To generate documentation, the following instructions need to be executed
from the xk3rb
subdirectory of the directory that you unpacked
xk3rb.tar.gz
into.
cd xk3rb_doc
make
Normally, I like to have unit test in place for all code that I'm responsible for. Due to the stringent time limit of 20 hours which applied to this exercise, I did not have time to implement any, so this would be my immediate next step, if I were to work on something like this in a realistic setting.
I like to use lots of assert
statements throughout my code. This is a
practice I got into as a python developer. I work very hard to make my
programs fail with a big bang as close as possible to the point where an
error condition first becomes detectable.
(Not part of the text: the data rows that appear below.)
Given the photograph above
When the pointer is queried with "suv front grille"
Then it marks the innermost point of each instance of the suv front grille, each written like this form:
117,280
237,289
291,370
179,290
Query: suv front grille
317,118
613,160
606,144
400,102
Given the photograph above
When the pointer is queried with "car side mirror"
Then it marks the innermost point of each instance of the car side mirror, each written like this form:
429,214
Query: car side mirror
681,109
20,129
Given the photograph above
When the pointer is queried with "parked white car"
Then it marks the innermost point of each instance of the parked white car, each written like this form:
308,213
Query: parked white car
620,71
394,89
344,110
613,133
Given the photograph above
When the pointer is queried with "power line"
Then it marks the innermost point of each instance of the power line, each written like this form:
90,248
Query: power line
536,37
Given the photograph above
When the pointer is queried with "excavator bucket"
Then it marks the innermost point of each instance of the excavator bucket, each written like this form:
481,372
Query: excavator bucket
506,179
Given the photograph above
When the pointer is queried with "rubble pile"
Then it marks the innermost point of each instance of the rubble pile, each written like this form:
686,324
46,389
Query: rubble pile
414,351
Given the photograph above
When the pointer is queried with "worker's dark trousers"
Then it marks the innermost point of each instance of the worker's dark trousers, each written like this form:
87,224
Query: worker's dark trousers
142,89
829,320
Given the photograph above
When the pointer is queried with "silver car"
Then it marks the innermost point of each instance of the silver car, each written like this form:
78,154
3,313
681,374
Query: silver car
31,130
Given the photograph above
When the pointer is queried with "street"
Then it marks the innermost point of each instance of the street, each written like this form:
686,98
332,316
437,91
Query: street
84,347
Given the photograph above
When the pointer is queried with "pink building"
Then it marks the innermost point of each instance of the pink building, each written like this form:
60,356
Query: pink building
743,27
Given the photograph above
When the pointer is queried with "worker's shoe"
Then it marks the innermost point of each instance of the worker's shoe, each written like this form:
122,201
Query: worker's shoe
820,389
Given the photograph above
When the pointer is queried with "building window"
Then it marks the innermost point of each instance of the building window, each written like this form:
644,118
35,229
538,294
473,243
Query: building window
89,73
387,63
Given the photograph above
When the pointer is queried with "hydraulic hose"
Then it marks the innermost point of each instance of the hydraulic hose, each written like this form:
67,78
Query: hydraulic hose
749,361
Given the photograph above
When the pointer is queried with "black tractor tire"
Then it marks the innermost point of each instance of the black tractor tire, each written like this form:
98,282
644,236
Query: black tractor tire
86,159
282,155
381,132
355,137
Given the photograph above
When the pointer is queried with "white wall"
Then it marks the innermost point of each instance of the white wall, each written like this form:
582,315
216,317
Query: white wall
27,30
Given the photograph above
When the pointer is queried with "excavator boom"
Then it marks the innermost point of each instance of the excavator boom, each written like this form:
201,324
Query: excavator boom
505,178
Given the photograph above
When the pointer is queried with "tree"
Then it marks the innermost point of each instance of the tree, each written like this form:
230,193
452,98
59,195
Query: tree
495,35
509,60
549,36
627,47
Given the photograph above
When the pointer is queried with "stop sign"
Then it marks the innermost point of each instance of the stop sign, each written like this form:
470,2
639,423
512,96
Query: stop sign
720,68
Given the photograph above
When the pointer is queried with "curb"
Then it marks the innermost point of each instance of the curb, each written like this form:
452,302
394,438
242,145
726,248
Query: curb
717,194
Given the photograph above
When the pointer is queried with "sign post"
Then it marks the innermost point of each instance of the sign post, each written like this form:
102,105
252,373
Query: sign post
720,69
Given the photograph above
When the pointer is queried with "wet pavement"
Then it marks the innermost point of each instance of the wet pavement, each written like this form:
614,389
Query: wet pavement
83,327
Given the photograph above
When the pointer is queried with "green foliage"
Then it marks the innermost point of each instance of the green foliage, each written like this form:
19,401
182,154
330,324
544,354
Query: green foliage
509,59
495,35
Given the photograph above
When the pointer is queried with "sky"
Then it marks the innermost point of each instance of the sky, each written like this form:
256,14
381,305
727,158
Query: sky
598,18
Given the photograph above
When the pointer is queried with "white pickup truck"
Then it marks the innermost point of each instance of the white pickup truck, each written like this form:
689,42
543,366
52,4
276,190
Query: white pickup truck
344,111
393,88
It seems to me that, with Perl,
it's even more important to do this, as the interpreter/compiler does less
checking of its own accord and follows a philosophy of trying to be
"forgiving" w.r.t. errors, which will often have the effect that an error
will still happen eventually, but later on throughout the execution path,
making it difficult to trace the root cause of an error.
In this code, you will notice that I did not invest a lot of effort into creating human readable error messages. If you get into the habit of using asserts, you will find that asserts are a pretty good excuse for laziness on that front. If a program trips up due to an assert, then by looking up the line of code identified in the exception trace, one will know which assert failed, which, in self-documenting code will make it immediately obvious what's wrong, thus eliminating the need to to create pretty error messages. -- Obviously, it would still be a good idea to do so, but with the time pressures faced by this project (and any project for that matter) it seems to me an acceptable compromise.
Whenever I feel the need to put a comment into a piece of code to describe what's going on, it's usually better to do one of three things: (a) Refactor the code so it becomes more obvious what's going on. (b) Put in a log statement to tell the user what you're up to. This will serve just as well as a comment to the reader of the code, plus you've got logs now! (c) Put the comment into the documentation instead of the code, which I find preferable as I like to keep the code "dense", rather than having the actual logic scattered throughout a sea of comments and docstrings.
I apply the same philosophy to documentation. As I like to keep my code dense, I prefer not to use tools that generate documenation from docstrings in code. I'd rather have the documenation in separate files.
I like to keep my obsessive-range personality traits in check. So if you disagree with any of the above, I can happily yield to what's common practice in a codebase that I work with.